I was taught Greek years ago in college. So, I'm not very familiar with some of the "learn by video" modules that are available. However, there is a companion site to the aleph with Beth site called Alpha with Angela.. That might be a decent place to start.

In my own experience, though, the conversational approach begins to hit limitations when reading through the NT Greek.

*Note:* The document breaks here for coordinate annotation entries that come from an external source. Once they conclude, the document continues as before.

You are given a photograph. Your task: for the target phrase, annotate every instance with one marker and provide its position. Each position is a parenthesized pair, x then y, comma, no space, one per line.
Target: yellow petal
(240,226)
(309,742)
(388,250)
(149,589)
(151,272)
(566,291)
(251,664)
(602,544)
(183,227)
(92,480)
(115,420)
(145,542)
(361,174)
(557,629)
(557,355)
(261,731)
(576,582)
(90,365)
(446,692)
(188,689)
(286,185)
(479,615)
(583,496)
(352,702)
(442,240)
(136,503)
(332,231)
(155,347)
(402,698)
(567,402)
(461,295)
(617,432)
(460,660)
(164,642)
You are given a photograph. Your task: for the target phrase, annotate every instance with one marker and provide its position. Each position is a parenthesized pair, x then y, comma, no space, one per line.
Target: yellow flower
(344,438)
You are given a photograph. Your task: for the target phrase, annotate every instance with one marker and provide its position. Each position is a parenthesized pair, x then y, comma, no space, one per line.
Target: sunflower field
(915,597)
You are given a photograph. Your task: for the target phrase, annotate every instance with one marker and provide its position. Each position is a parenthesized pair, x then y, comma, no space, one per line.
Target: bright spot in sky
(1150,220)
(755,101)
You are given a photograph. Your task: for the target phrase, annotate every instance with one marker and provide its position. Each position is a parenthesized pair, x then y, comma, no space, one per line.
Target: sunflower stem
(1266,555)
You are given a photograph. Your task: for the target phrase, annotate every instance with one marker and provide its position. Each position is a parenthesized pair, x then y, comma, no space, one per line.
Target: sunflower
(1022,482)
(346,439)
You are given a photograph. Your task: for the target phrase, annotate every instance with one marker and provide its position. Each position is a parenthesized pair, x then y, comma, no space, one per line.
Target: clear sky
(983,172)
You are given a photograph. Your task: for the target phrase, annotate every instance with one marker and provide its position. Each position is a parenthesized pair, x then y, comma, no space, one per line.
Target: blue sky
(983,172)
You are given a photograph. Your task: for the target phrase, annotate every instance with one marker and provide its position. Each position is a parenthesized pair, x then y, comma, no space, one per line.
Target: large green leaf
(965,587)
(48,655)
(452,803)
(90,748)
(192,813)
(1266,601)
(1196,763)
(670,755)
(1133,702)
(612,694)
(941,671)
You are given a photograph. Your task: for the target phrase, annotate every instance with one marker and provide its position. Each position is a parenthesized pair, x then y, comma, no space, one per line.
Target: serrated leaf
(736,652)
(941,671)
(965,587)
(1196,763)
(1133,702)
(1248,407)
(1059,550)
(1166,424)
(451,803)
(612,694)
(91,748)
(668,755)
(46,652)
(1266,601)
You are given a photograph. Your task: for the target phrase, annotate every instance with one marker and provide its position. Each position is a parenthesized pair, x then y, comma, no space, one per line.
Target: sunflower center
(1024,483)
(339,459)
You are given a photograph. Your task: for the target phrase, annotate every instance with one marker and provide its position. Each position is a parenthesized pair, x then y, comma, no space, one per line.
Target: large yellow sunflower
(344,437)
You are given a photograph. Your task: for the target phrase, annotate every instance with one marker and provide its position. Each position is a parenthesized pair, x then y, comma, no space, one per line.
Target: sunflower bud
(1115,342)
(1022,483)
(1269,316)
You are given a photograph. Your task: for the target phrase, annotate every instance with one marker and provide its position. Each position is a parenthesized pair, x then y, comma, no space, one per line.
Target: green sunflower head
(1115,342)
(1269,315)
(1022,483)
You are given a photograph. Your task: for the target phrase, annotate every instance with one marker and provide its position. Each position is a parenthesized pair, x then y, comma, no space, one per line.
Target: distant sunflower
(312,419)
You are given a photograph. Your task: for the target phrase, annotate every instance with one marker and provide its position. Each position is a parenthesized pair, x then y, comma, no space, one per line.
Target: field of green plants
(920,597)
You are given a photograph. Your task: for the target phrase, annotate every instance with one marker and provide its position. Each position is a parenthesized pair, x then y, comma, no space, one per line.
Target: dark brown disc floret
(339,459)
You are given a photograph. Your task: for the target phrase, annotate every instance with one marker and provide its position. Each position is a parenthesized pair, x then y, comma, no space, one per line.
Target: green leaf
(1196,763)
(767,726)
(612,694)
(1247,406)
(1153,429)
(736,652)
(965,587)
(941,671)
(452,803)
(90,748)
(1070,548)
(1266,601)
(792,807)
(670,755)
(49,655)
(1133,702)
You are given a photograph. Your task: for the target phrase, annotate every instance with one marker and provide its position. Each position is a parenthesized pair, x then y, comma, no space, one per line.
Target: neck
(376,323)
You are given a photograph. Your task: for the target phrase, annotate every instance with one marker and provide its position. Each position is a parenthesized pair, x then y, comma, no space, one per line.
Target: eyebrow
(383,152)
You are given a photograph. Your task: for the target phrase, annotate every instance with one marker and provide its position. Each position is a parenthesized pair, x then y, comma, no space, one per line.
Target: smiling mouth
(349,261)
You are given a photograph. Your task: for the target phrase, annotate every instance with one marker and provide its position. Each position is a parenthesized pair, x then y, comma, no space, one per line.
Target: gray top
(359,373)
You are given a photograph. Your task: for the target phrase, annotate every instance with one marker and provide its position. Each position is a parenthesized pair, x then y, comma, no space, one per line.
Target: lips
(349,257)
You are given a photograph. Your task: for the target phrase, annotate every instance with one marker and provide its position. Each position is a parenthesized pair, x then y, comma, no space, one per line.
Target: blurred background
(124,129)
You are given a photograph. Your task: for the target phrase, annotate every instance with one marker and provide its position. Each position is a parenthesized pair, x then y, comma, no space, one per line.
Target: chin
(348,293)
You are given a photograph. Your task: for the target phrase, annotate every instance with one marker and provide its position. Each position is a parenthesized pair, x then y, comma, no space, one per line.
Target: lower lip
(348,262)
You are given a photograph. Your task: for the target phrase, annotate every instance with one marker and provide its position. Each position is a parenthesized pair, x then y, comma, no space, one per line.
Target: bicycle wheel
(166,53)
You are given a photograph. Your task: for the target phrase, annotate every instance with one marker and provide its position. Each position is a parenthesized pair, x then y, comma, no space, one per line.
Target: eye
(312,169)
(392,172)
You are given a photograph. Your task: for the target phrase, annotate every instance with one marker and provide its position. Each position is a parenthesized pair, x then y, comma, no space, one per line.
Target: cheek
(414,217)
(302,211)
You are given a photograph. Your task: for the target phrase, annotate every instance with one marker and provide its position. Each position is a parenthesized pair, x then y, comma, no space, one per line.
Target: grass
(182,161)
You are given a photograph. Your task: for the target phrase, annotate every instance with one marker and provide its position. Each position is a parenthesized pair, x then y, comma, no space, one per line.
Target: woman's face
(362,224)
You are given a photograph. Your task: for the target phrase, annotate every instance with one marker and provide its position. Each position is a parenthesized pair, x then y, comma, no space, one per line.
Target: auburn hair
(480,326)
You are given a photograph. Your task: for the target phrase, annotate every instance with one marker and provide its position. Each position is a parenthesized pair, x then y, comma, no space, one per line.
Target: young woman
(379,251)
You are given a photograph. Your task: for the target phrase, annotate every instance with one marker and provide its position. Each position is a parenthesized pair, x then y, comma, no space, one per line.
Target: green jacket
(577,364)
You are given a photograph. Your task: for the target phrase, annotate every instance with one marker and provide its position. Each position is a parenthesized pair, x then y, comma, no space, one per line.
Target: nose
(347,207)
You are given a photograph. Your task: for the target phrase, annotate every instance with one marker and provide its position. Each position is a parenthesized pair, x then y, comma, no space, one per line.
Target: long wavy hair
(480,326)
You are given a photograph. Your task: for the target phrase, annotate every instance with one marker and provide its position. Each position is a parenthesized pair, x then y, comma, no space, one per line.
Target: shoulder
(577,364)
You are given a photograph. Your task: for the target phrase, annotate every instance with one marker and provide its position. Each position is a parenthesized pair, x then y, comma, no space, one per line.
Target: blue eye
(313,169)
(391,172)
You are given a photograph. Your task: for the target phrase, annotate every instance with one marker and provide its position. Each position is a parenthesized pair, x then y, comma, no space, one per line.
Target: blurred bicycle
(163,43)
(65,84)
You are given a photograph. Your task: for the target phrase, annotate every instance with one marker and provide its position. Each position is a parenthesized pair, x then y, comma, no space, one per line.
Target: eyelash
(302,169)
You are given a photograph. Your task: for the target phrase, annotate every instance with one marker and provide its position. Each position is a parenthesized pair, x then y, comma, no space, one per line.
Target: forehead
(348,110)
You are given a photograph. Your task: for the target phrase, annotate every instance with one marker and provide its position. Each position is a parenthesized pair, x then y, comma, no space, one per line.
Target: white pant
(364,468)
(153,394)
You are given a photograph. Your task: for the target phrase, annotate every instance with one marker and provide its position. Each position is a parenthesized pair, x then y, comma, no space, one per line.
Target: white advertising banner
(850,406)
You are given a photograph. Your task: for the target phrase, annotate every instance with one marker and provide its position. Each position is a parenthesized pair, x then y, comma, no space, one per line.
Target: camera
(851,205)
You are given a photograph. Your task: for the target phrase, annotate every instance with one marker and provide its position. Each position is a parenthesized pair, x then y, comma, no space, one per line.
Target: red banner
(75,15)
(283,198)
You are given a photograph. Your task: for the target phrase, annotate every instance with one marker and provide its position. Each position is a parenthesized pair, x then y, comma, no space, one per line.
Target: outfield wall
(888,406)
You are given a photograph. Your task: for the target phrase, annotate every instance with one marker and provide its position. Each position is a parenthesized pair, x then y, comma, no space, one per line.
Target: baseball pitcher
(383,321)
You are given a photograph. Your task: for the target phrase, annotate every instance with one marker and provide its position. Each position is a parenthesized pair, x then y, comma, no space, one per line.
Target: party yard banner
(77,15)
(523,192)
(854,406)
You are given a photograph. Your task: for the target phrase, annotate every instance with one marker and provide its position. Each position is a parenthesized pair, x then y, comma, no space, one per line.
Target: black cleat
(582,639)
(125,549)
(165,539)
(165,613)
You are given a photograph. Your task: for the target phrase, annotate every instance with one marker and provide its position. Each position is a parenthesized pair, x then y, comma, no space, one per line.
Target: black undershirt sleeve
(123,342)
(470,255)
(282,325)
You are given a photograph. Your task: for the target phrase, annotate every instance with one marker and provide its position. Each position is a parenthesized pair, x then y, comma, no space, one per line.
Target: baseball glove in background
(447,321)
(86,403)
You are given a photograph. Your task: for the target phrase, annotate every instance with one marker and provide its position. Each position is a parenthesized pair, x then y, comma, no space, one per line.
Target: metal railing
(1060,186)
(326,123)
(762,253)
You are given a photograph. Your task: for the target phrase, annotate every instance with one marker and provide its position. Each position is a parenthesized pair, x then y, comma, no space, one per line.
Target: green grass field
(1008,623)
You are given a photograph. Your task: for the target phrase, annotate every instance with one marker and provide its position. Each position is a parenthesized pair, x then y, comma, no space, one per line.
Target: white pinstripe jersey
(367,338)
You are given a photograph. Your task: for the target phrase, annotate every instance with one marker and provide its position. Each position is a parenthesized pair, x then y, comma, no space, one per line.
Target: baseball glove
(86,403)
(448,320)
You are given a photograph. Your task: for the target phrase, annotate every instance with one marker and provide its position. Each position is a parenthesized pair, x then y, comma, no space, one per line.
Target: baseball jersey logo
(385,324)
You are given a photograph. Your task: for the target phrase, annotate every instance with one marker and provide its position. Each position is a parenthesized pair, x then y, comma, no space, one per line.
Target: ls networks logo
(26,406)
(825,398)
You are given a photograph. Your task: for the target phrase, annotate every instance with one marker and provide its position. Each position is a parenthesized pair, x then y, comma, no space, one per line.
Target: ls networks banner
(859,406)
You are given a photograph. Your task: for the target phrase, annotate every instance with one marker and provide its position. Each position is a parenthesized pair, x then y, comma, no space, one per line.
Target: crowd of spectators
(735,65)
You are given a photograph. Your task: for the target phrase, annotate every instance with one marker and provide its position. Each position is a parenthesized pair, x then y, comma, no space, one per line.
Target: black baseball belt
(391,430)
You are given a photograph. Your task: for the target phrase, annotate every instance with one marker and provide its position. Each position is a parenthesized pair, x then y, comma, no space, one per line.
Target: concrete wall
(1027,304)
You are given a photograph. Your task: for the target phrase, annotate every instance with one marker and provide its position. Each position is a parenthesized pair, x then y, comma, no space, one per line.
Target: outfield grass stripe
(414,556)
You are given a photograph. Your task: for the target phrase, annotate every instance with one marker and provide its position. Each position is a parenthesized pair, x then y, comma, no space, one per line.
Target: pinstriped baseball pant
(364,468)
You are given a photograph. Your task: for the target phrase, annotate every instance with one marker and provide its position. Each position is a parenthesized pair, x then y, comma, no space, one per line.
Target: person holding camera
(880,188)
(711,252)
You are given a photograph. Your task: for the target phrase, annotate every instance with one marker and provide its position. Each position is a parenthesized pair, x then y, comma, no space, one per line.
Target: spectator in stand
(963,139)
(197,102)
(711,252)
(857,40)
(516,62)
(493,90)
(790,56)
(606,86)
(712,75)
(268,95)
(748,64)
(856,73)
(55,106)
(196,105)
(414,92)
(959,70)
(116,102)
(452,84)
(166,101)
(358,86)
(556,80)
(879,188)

  • "the conversational approach" isn't really what is needed. Most people will want to be able to read it, not speak or write it. I took German 111 at university, and it didn't require learning any vocabulary or even pronunciation; it was strictly how to parse a sentence and look up the words in a lexicon. Its purpose was to help researchers read scientific papers.Vocabulary etc. naturally grows over time, without one's having to memorize it. For most of us, that's also all that's needed for NT Greek (and OT Hebrew). Oct 31, 2023 at 0:36
  • @RayButterworth As the old saying goes, "dē gustibus non dusputandum est." I don't get into debates over individual tastes/preferences. I too have found limited use out of conversational models. But there are others I have met who have found them useful. I am sharing a resource in this post, not pontificating.
    – user24895
    Oct 31, 2023 at 0:53
  • Hey thanks this is a very nice resource, although not exactly what I asked for but really helpful 🙏
    – Reto
    Nov 1, 2023 at 5:57

I have tried that website, ibiblio, and it was useless and annoying to me on the most basic level; most of such apps or tools are gimmick to be honest, and not even free. I advise against it. Duolingo, on the other hand, has been perfect in starting any language. There is no need to create or find any Duolingo alternative for koine greek. John Dobson's Learn NT Greek is the one you are looking for, it is without a doubt the best book any new learner can get. After you practice practised for basics on duolingo, and after this book, I recommend Rodney Decker's and Merkle & Plummer's intermediate book, and Stanley Porter's Fundamentals of NT Greek.